After running L-POP under several different models
(e.g. different K, different admixture patterns, different
Hardy-Weinberg assumptions, etc) it is possible to compare solutions
using the CompSol utility. CompSol is designed to
extract solutions based on best-fit class membershpi (i.e
Est(k) from the posterior probabilities output) and make
comparisons. The TAG option can be used to keep track of the
different models ran. Say for three different models (with 1, 2 and 3
classes respectively, specified in the param files
param1, param2 and param3) the
TAGs are cl1, cl2 and cl3. The
results from these analyses are concatenated in a single file, by
either
lpop < param1 > all_results
lpop < param2 >> all_results
lpop < param3 >> all_results
or something like
lpop < param1 > results1
lpop < param2 > results2
lpop < param3 > results3
cat results* > all_results
The grep utility is particularly useful now: for example, to
compare model-fit between the three solutions,
grep 'AIC' all_results
will give something like
K:cl1: AIC 82.3832
K:cl2: AIC 68.8323
K:cl3: AIC 81.4768
from which one would conclude the cl2 provides the best
fit to the data (i.e. lowest AIC value).
To compare solutions in terms of individual class assignment, the
shell script extractsol followed by compsol.

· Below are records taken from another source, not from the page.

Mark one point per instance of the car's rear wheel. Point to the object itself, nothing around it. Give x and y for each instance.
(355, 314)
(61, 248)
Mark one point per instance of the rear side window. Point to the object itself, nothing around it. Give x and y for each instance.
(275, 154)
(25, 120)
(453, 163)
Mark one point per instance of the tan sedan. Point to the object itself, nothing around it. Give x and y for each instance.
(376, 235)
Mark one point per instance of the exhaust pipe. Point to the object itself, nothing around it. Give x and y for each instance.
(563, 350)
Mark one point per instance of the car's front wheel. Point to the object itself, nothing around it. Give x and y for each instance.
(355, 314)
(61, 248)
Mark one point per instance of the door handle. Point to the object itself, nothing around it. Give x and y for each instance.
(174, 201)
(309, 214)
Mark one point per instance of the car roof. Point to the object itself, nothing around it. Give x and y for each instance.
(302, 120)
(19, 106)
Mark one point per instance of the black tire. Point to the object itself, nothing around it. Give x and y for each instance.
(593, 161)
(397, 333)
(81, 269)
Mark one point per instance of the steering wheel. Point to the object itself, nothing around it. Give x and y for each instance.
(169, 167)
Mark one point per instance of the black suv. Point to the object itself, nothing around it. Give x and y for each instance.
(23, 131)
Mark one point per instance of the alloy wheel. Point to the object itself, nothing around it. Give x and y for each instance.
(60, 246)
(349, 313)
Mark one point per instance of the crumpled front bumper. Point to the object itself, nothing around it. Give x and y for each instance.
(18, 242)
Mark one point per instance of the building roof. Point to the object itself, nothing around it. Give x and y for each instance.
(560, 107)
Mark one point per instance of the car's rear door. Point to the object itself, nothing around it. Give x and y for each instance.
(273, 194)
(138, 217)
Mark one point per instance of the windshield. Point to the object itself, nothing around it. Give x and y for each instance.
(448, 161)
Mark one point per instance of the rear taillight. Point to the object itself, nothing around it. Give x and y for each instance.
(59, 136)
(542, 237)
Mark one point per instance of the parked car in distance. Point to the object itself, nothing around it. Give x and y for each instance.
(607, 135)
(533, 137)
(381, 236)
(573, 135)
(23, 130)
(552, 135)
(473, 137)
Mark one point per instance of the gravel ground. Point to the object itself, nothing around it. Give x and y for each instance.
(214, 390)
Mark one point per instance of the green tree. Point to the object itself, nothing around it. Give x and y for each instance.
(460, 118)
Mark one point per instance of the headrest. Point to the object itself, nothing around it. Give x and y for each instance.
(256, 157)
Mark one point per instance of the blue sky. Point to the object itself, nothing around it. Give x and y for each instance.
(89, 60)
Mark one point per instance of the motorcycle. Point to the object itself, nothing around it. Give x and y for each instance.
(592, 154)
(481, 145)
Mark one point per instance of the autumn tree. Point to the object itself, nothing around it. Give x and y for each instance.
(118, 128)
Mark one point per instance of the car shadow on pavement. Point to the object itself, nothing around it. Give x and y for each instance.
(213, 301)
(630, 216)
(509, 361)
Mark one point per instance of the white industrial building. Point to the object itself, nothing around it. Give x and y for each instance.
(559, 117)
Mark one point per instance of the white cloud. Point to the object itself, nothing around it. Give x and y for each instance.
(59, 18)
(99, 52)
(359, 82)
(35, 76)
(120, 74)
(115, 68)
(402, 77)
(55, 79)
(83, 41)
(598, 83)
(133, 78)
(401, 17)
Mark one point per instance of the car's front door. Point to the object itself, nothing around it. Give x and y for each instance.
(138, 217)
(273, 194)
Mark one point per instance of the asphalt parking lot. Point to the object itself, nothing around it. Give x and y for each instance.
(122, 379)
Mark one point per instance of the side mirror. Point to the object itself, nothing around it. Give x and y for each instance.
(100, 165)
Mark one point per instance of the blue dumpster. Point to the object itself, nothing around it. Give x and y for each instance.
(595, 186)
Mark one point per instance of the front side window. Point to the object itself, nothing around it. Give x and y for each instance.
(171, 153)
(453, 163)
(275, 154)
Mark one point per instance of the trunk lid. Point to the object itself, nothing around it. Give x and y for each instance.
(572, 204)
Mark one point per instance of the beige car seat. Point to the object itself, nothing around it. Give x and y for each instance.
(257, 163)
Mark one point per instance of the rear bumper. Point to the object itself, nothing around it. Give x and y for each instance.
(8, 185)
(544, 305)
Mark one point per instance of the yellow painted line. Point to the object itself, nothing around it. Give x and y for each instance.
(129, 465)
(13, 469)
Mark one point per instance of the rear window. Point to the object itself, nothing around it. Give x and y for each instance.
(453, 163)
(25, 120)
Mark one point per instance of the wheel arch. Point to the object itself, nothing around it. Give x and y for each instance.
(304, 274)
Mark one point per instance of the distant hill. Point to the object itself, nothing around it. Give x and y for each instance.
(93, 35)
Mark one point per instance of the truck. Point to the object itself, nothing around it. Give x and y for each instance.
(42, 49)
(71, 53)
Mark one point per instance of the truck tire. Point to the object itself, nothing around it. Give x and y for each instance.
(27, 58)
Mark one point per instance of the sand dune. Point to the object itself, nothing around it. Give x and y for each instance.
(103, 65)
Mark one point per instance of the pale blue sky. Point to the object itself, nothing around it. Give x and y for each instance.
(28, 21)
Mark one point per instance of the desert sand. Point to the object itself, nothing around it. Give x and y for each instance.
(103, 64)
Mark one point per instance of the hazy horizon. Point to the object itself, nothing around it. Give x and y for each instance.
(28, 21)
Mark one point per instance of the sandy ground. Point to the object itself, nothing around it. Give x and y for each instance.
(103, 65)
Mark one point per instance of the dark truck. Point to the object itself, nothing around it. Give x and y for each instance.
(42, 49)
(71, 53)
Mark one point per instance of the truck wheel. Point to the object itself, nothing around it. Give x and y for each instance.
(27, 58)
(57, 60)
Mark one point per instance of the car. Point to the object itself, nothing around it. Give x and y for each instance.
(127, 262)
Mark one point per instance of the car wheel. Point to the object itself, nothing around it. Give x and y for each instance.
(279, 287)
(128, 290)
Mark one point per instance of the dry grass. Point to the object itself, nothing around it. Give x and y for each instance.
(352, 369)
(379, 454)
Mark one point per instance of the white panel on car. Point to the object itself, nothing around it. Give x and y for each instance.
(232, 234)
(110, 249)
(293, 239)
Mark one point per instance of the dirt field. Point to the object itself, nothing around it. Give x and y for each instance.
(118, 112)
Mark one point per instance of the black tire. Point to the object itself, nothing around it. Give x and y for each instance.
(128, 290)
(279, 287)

The command extractsol < all_results
scans the output file containing
multiple model results and creates a simple file containing individual
class assignment information. The actual commands run by the
extractsol are
grep I: - | gawk ' { print $1, $3 } ' | cut -d":" --output-delimiter=" " -f2,3 | grep
-v Est | grep -v class
the end result of which is, for previous example,
cl1 1
cl1 1
cl1 1
cl1 1
cl1 1
cl1 1
cl2 1
cl2 1
cl2 2
cl2 2
cl2 2
cl2 2
cl3 2
cl3 2
cl3 1
cl3 1
cl3 3
cl3 1
i.e. a list for the three models, which class each individual has been
assigned to. Piping this information into compsol by typing
extractsol < all_results | compsol
will produce the comparison of different solutions:
COMPSOL : Compare L-POP solutions
3 solutions and 6 individuals.
Solution "cl1" has 1 classes.
Solution "cl2" has 2 classes.
Solution "cl3" has 3 classes.
cl2 1 2
cl1 ------- -------
1 | 2 4
cl3 2 1 3
cl1 ------- ------- -------
1 | 2 3 1
cl3 2 1 3
cl2 ------- ------- -------
1 | 2 0 0
2 | 0 3 1
RAND coefficients
cl1 cl2 cl3
------- ------- -------
cl1 | 1.0000 0.4667 0.2667
cl2 | 0.4667 1.0000 0.8000
cl3 | 0.2667 0.8000 1.0000
RAND (adj) coefficients
cl1 cl2 cl3
------- ------- -------
cl1 | nan 0.0000 0.0000
cl2 | 0.0000 1.0000 0.5872
cl3 | 0.0000 0.5872 1.0000
The top three tables are contingency tables giving the frequency of
individuals cross-classified by the two solutions. For example, the
third table comparing solutions cl2 and cl3
indicates that class 2 in cl3 is equivalent to class 1 in
cl2: the difference between the two solutions is the
splitting of class 2 in cl2 to produce class 1 and 3 in
cl3.
The RAND coefficients are measure of solution similarity. The adjusted
RAND index is probably the more reliable (note: it is not defined for
solutions with only a single class).
grep, gawk and other useful utilities for MS-DOS are
available on the web for free. In particular, the Cygwin project
(http://www.cygwin.com/) provides a comprehensive Unix-like
environment for MS Windows. Also http://garbo.uwasa.fi/pc/unix.html
may be of use.
ToDo List
- option to fix class prior probs to zero for certain admixture
classes.
- option to restart model with solution from previous.
- calculate Wright's Fst and these other statistics.